One way to say it is that there’s a separate ladder for ability to teach the thing. You can get to e.g. the postrigorous stage in mathematics and still be bad at teaching, which requires different skills, like the ability to model students and a sense of what their most likely struggles are with various topics.
Here we go: the pattern of this conversation is “first correction, second correction, accurate belief” (see growth triplets).
Naive view: “learn from masters”
The OP is the first correction: “learn from people just above you”
Your comment is the second correction: “there are cases where teacher’s advice is better quality”
The accurate belief takes all of this into account: “it’s best learn from multiple people in a way that balances wisdom against accessibility”
I worry that some kind of fallacy of grey is going on here which loses despite being technically more accurate.
[Note: I’m not sure if this was your concern—let me know if what I write below seems off the mark.]
The most accurate belief is rarely the best advice to give; there is a reason why these corrections tend to happen in a certain order. People holding the naive view need to hear the first correction, those who overcompensated need to hear the second correction. The technically most accurate view is the one that the fewest people need to hear.
I invoke this pattern to forestall a useless conversation about whose advice is objectively best.
In fact, I think it would be a good practice to always before giving advice, do your best to trace back to the naive view and count the reversals, and inform your reader on which level you are advising. (This is surprisingly doable if you bother to do it.)
I quite like this.
This is in no way a substantive comment on the actual material here, but it amused me and might amuse someone else:
When I saw the title of this post on the front page, I thought “Hmm, I wonder whether that’s ladders in the usual sort of metaphorical sense, or ladders as in Go—perhaps there’s some interesting analogy between those and teaching. Probably just the usual metaphor and nothing to do with Go.” Then I started reading the article and saw the words “Kiseido Go Server” and thought “Huh, I guess it’s some clever Go analogy after all.” And then I read the rest of the sentence and was enlightened :-). A nice little seesaw, and I half-wonder whether the ambiguity in the title was deliberate.
The example of Go is worth diving into more detail.

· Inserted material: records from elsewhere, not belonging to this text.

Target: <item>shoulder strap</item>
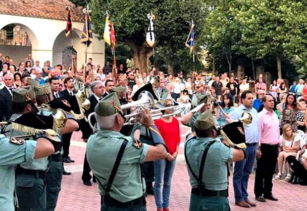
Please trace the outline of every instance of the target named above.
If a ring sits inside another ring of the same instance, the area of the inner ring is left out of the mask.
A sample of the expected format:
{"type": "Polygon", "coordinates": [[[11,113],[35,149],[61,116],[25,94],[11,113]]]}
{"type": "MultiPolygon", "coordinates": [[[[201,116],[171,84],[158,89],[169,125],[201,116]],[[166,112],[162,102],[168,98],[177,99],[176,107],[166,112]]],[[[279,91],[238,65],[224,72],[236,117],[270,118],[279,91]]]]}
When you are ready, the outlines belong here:
{"type": "Polygon", "coordinates": [[[117,170],[118,169],[119,163],[120,163],[121,158],[122,157],[123,154],[124,154],[124,151],[125,151],[125,148],[126,148],[126,146],[127,145],[127,143],[128,141],[125,139],[125,140],[123,141],[123,143],[121,144],[121,146],[120,146],[120,149],[119,149],[118,154],[117,154],[117,156],[116,157],[116,160],[115,160],[115,164],[113,166],[113,169],[112,169],[112,172],[111,172],[111,174],[110,175],[109,180],[107,181],[106,187],[104,189],[106,194],[108,194],[108,193],[110,192],[110,189],[111,189],[112,183],[113,183],[113,180],[114,180],[114,178],[115,177],[116,172],[117,172],[117,170]]]}
{"type": "Polygon", "coordinates": [[[200,181],[202,183],[203,183],[203,181],[202,181],[202,179],[203,178],[203,173],[204,172],[205,161],[205,158],[207,157],[207,154],[208,153],[208,150],[209,150],[209,147],[210,147],[212,144],[214,143],[215,142],[215,141],[214,141],[208,143],[207,145],[206,146],[206,147],[205,149],[205,151],[204,151],[204,154],[203,154],[203,157],[202,158],[202,162],[201,163],[201,168],[200,169],[200,173],[199,173],[199,176],[198,176],[198,180],[199,181],[200,181]]]}
{"type": "Polygon", "coordinates": [[[206,158],[206,157],[207,156],[208,150],[209,150],[209,147],[210,147],[210,146],[211,146],[211,145],[212,144],[213,144],[215,142],[215,141],[214,141],[208,143],[208,144],[207,144],[207,145],[206,146],[206,147],[205,149],[205,150],[204,151],[204,154],[203,154],[203,157],[202,157],[202,161],[201,162],[201,168],[200,169],[200,173],[199,174],[199,176],[198,177],[195,174],[195,173],[194,173],[194,172],[192,171],[192,168],[191,167],[190,163],[189,163],[189,161],[188,161],[188,158],[187,157],[187,153],[186,153],[187,145],[188,142],[192,140],[192,139],[193,139],[192,138],[192,139],[190,139],[189,140],[188,140],[188,141],[187,141],[187,143],[186,143],[186,145],[185,145],[185,149],[184,149],[184,157],[186,159],[186,162],[187,163],[187,165],[188,166],[188,167],[189,168],[190,171],[192,174],[193,177],[198,181],[199,183],[199,185],[201,185],[204,183],[204,182],[203,182],[203,181],[202,180],[202,179],[203,178],[203,172],[204,171],[205,161],[205,158],[206,158]]]}

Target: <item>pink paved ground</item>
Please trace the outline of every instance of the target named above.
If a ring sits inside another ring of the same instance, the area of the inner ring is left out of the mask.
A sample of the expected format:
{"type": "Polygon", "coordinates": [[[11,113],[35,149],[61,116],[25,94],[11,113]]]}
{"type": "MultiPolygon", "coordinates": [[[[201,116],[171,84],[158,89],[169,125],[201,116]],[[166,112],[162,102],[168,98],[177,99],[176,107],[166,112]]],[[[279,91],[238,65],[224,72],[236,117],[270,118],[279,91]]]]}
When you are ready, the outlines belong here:
{"type": "MultiPolygon", "coordinates": [[[[181,134],[187,129],[181,127],[181,134]]],[[[74,133],[72,140],[82,141],[81,134],[74,133]]],[[[183,139],[181,140],[184,142],[183,139]]],[[[65,164],[65,166],[82,164],[85,149],[81,147],[72,146],[70,147],[71,157],[76,162],[73,164],[65,164]]],[[[180,153],[183,153],[183,149],[180,153]]],[[[98,158],[99,159],[99,158],[98,158]]],[[[87,186],[83,184],[81,179],[82,172],[73,173],[70,176],[64,176],[62,182],[62,190],[60,192],[56,211],[100,211],[100,196],[98,194],[97,184],[87,186]]],[[[255,177],[251,176],[249,183],[249,193],[250,199],[255,201],[254,192],[255,177]]],[[[307,201],[306,200],[307,187],[293,185],[283,181],[273,181],[273,194],[279,199],[278,202],[268,201],[265,203],[257,202],[257,207],[250,209],[243,208],[234,204],[232,177],[230,177],[229,201],[231,210],[254,211],[307,211],[307,201]]],[[[173,176],[172,189],[170,199],[170,209],[171,211],[188,211],[191,188],[189,183],[187,168],[185,164],[178,164],[173,176]]],[[[153,196],[147,198],[147,210],[156,210],[153,196]]]]}

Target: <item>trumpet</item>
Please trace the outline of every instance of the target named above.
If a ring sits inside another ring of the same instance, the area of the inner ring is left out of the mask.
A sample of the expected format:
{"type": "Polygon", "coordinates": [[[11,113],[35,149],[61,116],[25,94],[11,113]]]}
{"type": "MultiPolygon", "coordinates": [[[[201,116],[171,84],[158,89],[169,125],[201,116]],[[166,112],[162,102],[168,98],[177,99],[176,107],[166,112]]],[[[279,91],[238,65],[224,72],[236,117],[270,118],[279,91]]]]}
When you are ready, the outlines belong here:
{"type": "Polygon", "coordinates": [[[53,130],[57,128],[62,128],[66,125],[67,122],[67,116],[66,112],[61,108],[53,109],[51,108],[48,105],[43,105],[38,107],[38,109],[42,115],[44,115],[44,111],[51,113],[51,115],[53,117],[53,130]]]}
{"type": "MultiPolygon", "coordinates": [[[[159,109],[152,109],[155,105],[154,99],[153,95],[149,92],[147,91],[142,91],[139,95],[138,98],[139,100],[136,101],[129,103],[121,106],[122,109],[136,108],[133,113],[125,115],[125,117],[126,119],[124,125],[134,125],[137,124],[140,121],[142,118],[142,116],[140,115],[140,111],[138,108],[139,108],[141,106],[145,106],[151,109],[150,113],[154,120],[162,117],[176,115],[180,113],[185,108],[184,105],[179,105],[165,107],[159,109]],[[173,112],[171,113],[163,114],[163,111],[168,109],[173,109],[173,112]]],[[[91,117],[94,115],[95,112],[91,113],[89,114],[88,119],[90,120],[91,117]]],[[[89,124],[93,131],[98,131],[99,130],[99,128],[93,125],[91,121],[89,121],[89,124]]],[[[96,125],[98,125],[98,123],[96,124],[96,125]]]]}

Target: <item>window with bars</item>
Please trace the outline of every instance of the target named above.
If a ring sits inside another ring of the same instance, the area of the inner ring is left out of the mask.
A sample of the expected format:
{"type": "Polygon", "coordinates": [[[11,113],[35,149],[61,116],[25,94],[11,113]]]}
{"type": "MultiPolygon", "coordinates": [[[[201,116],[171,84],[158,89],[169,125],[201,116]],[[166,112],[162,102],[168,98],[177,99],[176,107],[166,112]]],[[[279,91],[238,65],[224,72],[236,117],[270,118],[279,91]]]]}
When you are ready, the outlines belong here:
{"type": "Polygon", "coordinates": [[[0,44],[30,46],[27,33],[16,24],[8,25],[0,30],[0,44]]]}

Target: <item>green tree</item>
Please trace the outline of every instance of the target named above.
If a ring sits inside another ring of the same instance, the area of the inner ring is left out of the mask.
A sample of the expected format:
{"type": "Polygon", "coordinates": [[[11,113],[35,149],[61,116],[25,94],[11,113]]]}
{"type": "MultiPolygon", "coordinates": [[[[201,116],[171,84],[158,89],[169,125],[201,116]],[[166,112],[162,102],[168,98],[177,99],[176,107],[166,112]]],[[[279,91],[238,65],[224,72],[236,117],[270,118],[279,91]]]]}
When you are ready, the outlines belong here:
{"type": "Polygon", "coordinates": [[[237,44],[240,39],[240,26],[230,10],[233,4],[232,1],[218,0],[211,4],[205,20],[202,41],[209,54],[215,57],[215,61],[221,59],[216,58],[216,55],[226,59],[230,74],[233,68],[233,57],[238,48],[237,44]]]}
{"type": "MultiPolygon", "coordinates": [[[[295,0],[237,0],[231,8],[240,23],[242,52],[252,59],[275,57],[278,77],[281,60],[297,53],[303,42],[302,24],[306,24],[304,1],[295,0]]],[[[305,51],[305,50],[304,51],[305,51]]]]}
{"type": "Polygon", "coordinates": [[[107,10],[113,22],[116,40],[131,49],[134,66],[147,71],[153,49],[146,43],[149,23],[147,14],[152,12],[157,48],[168,47],[175,53],[184,46],[193,19],[200,31],[204,17],[203,0],[92,0],[92,23],[95,33],[102,38],[107,10]]]}

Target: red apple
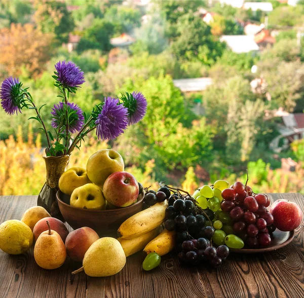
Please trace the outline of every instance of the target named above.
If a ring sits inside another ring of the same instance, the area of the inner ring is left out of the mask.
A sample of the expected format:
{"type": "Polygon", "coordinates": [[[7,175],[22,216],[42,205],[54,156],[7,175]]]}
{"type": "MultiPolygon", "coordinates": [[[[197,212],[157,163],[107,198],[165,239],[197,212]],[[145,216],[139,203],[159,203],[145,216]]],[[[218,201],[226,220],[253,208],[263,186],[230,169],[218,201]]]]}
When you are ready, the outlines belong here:
{"type": "Polygon", "coordinates": [[[102,189],[104,198],[116,207],[127,207],[138,196],[138,183],[128,172],[117,172],[106,179],[102,189]]]}
{"type": "Polygon", "coordinates": [[[269,212],[274,217],[274,225],[280,231],[292,231],[296,229],[303,219],[300,207],[295,203],[287,200],[276,201],[269,212]]]}
{"type": "Polygon", "coordinates": [[[68,256],[78,262],[82,262],[89,247],[99,239],[97,233],[88,227],[71,232],[65,239],[65,248],[68,256]]]}
{"type": "Polygon", "coordinates": [[[51,229],[57,232],[59,234],[64,243],[65,239],[68,234],[68,230],[62,221],[55,217],[45,217],[37,221],[33,230],[35,242],[37,241],[38,237],[43,232],[49,230],[47,220],[49,220],[50,222],[51,229]]]}

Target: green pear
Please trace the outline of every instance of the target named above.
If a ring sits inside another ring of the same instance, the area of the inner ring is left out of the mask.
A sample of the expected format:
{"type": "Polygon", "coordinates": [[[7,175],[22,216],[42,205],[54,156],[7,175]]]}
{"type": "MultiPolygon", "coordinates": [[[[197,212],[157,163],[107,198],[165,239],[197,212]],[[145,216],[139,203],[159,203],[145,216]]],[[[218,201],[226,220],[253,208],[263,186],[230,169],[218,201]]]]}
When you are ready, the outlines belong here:
{"type": "Polygon", "coordinates": [[[125,264],[126,255],[118,240],[103,237],[90,246],[85,254],[83,267],[72,274],[84,270],[89,276],[110,276],[118,273],[125,264]]]}

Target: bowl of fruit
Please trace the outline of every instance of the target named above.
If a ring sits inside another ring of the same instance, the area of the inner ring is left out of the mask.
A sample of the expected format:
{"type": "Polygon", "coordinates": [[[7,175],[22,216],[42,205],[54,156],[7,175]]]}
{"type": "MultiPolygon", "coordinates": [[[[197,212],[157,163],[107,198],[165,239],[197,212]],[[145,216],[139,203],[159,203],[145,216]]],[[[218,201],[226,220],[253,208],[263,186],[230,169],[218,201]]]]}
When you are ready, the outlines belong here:
{"type": "Polygon", "coordinates": [[[65,221],[73,229],[89,227],[112,236],[120,225],[142,209],[144,190],[114,150],[102,150],[86,169],[73,167],[62,175],[57,199],[65,221]]]}

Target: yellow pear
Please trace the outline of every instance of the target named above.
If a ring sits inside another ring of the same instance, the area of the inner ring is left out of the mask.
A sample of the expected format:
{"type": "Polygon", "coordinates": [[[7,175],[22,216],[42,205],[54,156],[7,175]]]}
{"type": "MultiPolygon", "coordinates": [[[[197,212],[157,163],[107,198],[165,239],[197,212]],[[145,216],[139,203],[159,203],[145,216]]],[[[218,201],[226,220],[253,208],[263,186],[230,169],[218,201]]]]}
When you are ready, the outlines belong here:
{"type": "Polygon", "coordinates": [[[56,269],[61,266],[66,258],[65,246],[59,234],[51,230],[43,232],[34,248],[34,257],[37,264],[44,269],[56,269]]]}
{"type": "Polygon", "coordinates": [[[90,246],[85,254],[83,266],[72,274],[84,270],[89,276],[110,276],[118,273],[125,264],[126,255],[118,240],[103,237],[90,246]]]}
{"type": "Polygon", "coordinates": [[[102,149],[92,155],[87,163],[87,173],[93,183],[102,188],[106,178],[125,169],[121,155],[112,149],[102,149]]]}
{"type": "Polygon", "coordinates": [[[88,183],[91,182],[87,175],[86,169],[74,167],[61,175],[58,184],[60,191],[70,196],[75,189],[88,183]]]}
{"type": "Polygon", "coordinates": [[[70,205],[84,209],[105,209],[106,206],[102,190],[92,183],[74,190],[70,199],[70,205]]]}
{"type": "Polygon", "coordinates": [[[34,206],[28,209],[22,215],[21,221],[23,221],[33,231],[35,225],[37,221],[45,217],[50,217],[50,213],[41,206],[34,206]]]}
{"type": "Polygon", "coordinates": [[[25,253],[33,240],[32,232],[21,220],[10,219],[0,225],[0,249],[7,253],[25,253]]]}

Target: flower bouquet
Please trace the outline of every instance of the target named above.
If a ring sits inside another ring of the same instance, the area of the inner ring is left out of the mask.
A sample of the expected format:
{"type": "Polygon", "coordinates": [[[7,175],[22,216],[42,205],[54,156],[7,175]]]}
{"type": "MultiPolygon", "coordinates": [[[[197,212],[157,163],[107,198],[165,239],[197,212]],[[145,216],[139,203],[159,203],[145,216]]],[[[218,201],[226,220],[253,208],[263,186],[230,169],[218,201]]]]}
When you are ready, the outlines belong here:
{"type": "Polygon", "coordinates": [[[59,61],[52,77],[59,92],[60,100],[52,108],[51,126],[48,130],[41,114],[47,103],[37,107],[28,88],[23,88],[18,78],[10,77],[1,85],[1,105],[9,115],[17,115],[23,108],[34,110],[30,117],[41,124],[47,141],[44,157],[47,168],[47,179],[38,198],[38,205],[45,207],[53,216],[62,219],[56,200],[58,180],[68,163],[69,156],[75,148],[80,149],[85,137],[96,131],[99,139],[113,139],[124,133],[128,126],[135,124],[144,116],[147,102],[140,93],[126,92],[118,98],[107,97],[103,102],[93,107],[90,115],[70,102],[70,95],[76,93],[85,82],[83,71],[71,61],[59,61]]]}

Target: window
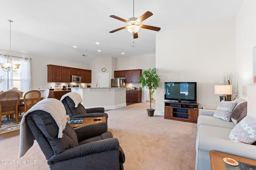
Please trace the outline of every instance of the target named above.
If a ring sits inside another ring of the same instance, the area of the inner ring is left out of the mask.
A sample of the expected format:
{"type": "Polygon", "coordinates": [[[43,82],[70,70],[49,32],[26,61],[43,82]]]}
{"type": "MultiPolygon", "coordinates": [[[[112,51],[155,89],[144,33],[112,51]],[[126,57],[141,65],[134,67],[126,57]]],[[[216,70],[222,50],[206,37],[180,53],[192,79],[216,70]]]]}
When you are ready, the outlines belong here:
{"type": "MultiPolygon", "coordinates": [[[[21,61],[18,59],[12,59],[13,64],[21,64],[21,61]]],[[[18,88],[18,89],[20,90],[20,70],[21,70],[21,65],[20,69],[17,72],[14,72],[12,73],[12,78],[13,79],[13,87],[18,88]]]]}

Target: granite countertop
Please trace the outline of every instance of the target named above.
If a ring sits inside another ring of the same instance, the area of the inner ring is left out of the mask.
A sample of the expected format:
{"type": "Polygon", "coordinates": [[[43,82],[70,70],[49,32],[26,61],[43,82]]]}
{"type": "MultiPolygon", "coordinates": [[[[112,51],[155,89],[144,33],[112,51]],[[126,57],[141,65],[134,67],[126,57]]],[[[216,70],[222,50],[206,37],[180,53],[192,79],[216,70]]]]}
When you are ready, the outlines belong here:
{"type": "Polygon", "coordinates": [[[54,90],[51,91],[50,90],[50,92],[51,91],[71,91],[71,90],[63,90],[62,89],[54,89],[54,90]]]}

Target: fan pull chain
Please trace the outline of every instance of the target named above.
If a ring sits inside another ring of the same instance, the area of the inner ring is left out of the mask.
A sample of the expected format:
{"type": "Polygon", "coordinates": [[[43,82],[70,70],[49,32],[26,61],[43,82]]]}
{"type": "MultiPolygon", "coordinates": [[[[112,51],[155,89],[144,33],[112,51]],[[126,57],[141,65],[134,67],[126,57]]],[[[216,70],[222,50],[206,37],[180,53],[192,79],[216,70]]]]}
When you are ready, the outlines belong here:
{"type": "Polygon", "coordinates": [[[133,18],[134,18],[134,0],[133,0],[133,18]]]}

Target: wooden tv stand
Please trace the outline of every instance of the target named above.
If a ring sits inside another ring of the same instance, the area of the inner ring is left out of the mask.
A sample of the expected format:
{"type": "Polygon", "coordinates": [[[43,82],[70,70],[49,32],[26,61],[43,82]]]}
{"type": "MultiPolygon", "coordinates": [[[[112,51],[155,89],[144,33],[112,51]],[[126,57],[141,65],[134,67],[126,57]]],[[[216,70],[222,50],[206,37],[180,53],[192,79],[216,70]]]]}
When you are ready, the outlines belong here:
{"type": "Polygon", "coordinates": [[[199,103],[164,102],[164,119],[196,123],[199,103]]]}

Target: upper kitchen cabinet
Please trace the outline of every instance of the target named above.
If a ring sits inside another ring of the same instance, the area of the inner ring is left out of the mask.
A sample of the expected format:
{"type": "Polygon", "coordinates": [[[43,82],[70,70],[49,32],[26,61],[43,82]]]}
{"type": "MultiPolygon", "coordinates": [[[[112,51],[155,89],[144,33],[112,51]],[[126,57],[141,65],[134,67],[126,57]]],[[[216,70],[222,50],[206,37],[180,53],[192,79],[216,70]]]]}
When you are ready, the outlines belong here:
{"type": "Polygon", "coordinates": [[[71,74],[71,68],[70,67],[62,67],[62,82],[69,82],[70,81],[71,74]]]}
{"type": "Polygon", "coordinates": [[[71,68],[71,75],[82,75],[82,69],[71,68]]]}
{"type": "Polygon", "coordinates": [[[114,71],[114,77],[124,77],[124,70],[114,71]]]}
{"type": "Polygon", "coordinates": [[[92,71],[58,65],[47,65],[47,81],[70,82],[71,75],[82,76],[82,83],[92,83],[92,71]]]}
{"type": "Polygon", "coordinates": [[[82,83],[92,83],[92,71],[82,70],[82,83]]]}
{"type": "Polygon", "coordinates": [[[142,72],[142,69],[125,70],[124,71],[125,83],[138,83],[139,78],[141,75],[142,72]]]}
{"type": "Polygon", "coordinates": [[[62,67],[54,65],[47,65],[47,81],[61,82],[62,77],[62,67]]]}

There’s a type of game a master can play with a student which is explicitly called a teaching game, in which the master’s goal is explicitly to optimize for the student’s learning as opposed to winning. Done right these can probably be extremely educational, but they don’t scale well since masters just don’t have that much time.
Unfortunately I didn’t notice that and can’t think of a good way to make it work.
I think this works well for mental activities like math or Go, but it’s much less effective for physical skills. Say you’re trying to learn tennis as an absolute beginner. If you try to learn it from someone only slightly better than you, you will inevitably learn bad/incorrect/inefficient habits when you should have just learned from the ‘master’ to start.